Ghali’s style is rooted in his music, which in turn is rooted in his biography. Some of his songs counter Italian stereotypes about migrants; others deal with his background as a child of North African immigrants. His family moved around a lot when Ghali was a kid. In 2003, they finally settled in Baggio, one of the roughest suburbs of Milan. “There was art in Milan but not so much in Baggio, except for graffiti.” The street art was one inspiration. Another was an Italian teacher, who encouraged his budding writing talent. “She made me understand that I could write well, so I started to write and freestyle on the street and [at] my school,” he says. A major influence was Eminem. “I grew up with 8 Mile,” he says. “Then, when I discovered that there was a real underground Italian rap scene, I said, ‘I can do it in Italian as well.’ I was 12 years old.”
Ghali’s music doesn’t shy away from controversy. His 2018 hit song “Cara Italia,” or “Dear Italy”—its music video has been viewed more than 112 million times on YouTube—picks apart the “us versus them” mentality that many Italians have adopted toward immigrants and refugees. “Newspapers overdo it / They talk about the foreigners as if they’re aliens / With no passport, looking for money,” he raps. The music video ends with Ghali and several children escaping to a mythical mountaintop where the rapper, who resembles a spindly giant, plants a flag that reads “TVN,” short for “Ti Voglio Bene,” or “I love you.” This abbreviation has become his slogan and his logo.
Ghali attributes his style to the interplay between his North African heritage and his love of Italian culture. “My people are Italian people and they are Tunisian people. I am both and between them,” he says. He loves his mother dearly and credits her for jumpstarting his interest in fashion. “She used to dress me always to have fun,” he says. “I have a lot of pictures of me posing.” (Back in October, he celebrated 100 million views of “Cara Italia” by posting baby photos of himself and images of his mother on Instagram.) Today, he infuses his Tunisian roots into his wardrobe. Ghali will wear his grandmother’s silver Berber-style jewelry mixed in with contemporary designers. “I was born in Milan but I always had the Tunisian culture at home,” he says. “I wear a lot of clothes like my father’s tracksuit, my mother’s jeans, and my grandma’s jewelry. I love to do that.” A few summers ago, he took a photo of himself in Ibiza, Spain, wearing a traditional Tunisian tunic and an embroidered coat—all sourced from a local Tunisian market.
While he salutes North African fashion, there is no doubt that Ghali also loves contemporary European labels, such as Gucci.
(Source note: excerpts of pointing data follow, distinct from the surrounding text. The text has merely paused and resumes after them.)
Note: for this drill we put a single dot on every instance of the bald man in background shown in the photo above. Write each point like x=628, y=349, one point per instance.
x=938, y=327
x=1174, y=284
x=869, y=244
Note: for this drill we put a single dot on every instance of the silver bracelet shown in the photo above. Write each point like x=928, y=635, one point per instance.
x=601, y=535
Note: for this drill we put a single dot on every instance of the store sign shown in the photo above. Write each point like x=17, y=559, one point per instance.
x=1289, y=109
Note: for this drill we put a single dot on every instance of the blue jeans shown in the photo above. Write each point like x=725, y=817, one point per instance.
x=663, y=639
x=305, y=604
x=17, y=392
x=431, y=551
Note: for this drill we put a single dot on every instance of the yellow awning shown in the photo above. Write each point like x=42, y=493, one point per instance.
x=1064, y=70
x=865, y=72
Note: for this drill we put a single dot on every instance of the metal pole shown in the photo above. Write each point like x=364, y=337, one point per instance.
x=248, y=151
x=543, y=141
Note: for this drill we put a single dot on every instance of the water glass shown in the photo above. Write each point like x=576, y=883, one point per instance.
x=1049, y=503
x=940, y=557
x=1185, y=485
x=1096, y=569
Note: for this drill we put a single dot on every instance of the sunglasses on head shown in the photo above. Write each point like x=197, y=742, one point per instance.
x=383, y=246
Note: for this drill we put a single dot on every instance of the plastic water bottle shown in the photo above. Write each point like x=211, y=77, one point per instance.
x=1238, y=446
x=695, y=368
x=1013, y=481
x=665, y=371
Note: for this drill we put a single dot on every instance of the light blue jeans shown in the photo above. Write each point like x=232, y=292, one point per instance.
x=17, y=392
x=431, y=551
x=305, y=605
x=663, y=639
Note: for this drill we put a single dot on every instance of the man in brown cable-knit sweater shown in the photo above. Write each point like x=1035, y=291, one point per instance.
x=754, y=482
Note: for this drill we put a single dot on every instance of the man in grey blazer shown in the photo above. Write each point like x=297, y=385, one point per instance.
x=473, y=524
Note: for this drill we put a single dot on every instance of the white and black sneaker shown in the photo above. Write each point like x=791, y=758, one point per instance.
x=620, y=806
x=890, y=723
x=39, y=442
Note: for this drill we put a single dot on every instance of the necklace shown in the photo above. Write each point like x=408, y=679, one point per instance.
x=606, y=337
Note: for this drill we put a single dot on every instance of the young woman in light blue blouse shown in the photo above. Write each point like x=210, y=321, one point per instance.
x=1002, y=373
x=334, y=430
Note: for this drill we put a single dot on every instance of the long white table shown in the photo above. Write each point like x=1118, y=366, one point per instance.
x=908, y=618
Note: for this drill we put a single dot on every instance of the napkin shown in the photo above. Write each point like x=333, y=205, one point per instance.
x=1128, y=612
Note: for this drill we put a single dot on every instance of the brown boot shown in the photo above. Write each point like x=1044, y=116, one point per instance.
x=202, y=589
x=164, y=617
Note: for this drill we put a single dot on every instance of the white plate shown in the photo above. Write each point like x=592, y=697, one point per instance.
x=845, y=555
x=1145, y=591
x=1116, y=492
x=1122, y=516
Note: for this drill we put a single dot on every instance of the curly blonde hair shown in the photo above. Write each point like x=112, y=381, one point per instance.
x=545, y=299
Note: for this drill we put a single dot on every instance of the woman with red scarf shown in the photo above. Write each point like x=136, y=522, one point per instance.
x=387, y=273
He’s become a bit of a brand darling, wearing Gucci on his tours, whether that is a pair of monogrammed sweatpants, a sweatshirt with glitzy interlocking Gs or a Gucci suit emblazoned with the New York Yankees logo. “I love and really appreciate [Gucci creative director] Alessandro Michele. He brings his life in his designs, the things that he loves, the things about his childhood, and so I feel so close to him.” But Ghali’s list of beloved labels does not stop at Gucci; he also enjoys Thom Browne. “I feel like the Japanese school kid,” he says about wearing Browne’s twee cropped suits. He also respects the work of Kim Jones, creative director of Dior Men’s. “I love what he is doing,” he says.
As for the future of Ghali’s music and personal style, he plans to explore more of his Tunisian roots. “I’m discovering my culture more. I am doing it in the new album and in fashion as well. I’m a mix for real between European culture and North African culture, and you can see that in my style,” he says.